Cutting the circle off and connecting the individual speakers to a small amplifier, 10 - 20 watts, then connecting the amplifier to the computers audio out port resulted in crystal clear audio which is indistinguishable from the audio that is produced by sound that went through the "circle" and mini jack.
It turns out that due to power limitations of my power supply, I started to see signs of strain (USB ports not working etc) when I hooked up the ifire to a 12v molex (via the power cables in the firewire) internally, so I decided to scrap internalizing the speaker connection. I thought it was interesting that this $20 mini amp pictured here sounded exactly the same as the sound from these speakers when the iFire or Powerwave provided the amplification via the minijack connector.
When I looked to see what the cost of these long discontinued items are online, I found that the asking prices are even more outrageous than when I grossly overpaid for these several years ago. Used iFire's (initially $40 or so) seem to go for as much as $300 and the Powerwaves $200+. For anyone who wishes to use these speakers with a different computer, simply cut the speakers free before the "circle", strip the 2 wires, and connect it to a mini amp. If you already have an iFire or Powerwave, there is no reason to do this, but buying one for as astronomical amount is not worth it.

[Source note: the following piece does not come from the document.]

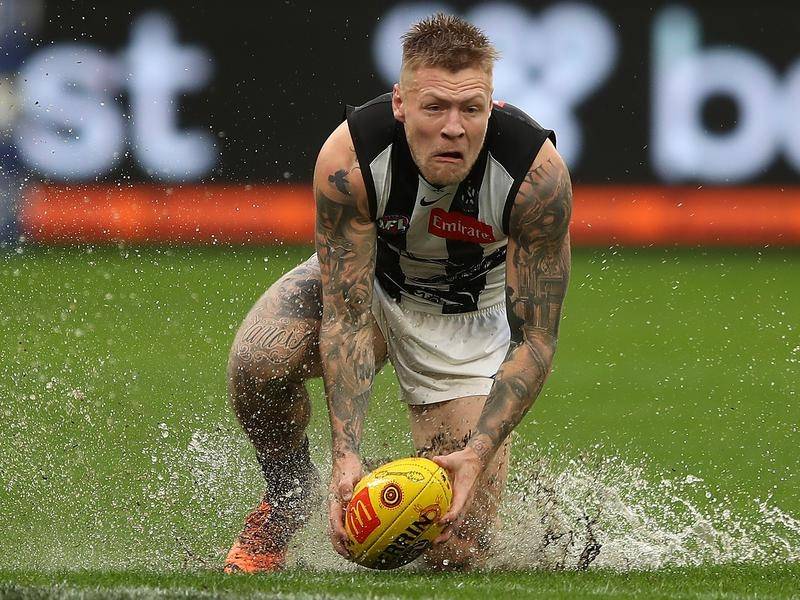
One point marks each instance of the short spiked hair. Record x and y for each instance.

In retrospect, this is one of most unnecessary, frustrating, proprietary features that I have seen apple incorporate for very little reason. It seems that apple went to a lot of trouble to make sure that people could not use these speakers with non-apple hardware. I completely understand why they did not add an amplifier to these speakers. By keeping the amp internal they simplified the setup allowing for completely translucent speakers to be connected via one cable to the computer without the need for another AC plug. Putting the amplifier in the machine itself makes a lot of sense, but for the few owners who wanted to connect it to an external amp to use in some other fashion, why create a whole new connection, add an unnecessary chip etc to stop them? Its not like Apple felt that these belonged only with the iMac G4 as they were incorporated into the Powermac G4 and Apple Cube as well, both radically different designs. These were even designed outside of Apple and whats more - Apple itself stopped supporting the MiniJack in its very next generation of computers, the G5's. A simple google search reveals countless forums and discussions where people from 2003 til now search for ways to reuse their apple pro speakers. In addition, most people just want to use them with their new iMac or Macbook.
For those interested, however, a cheap amplifier and stripping 4 wires is all you need to free your apple pro speakers from its ridiculous proprietary mini jack.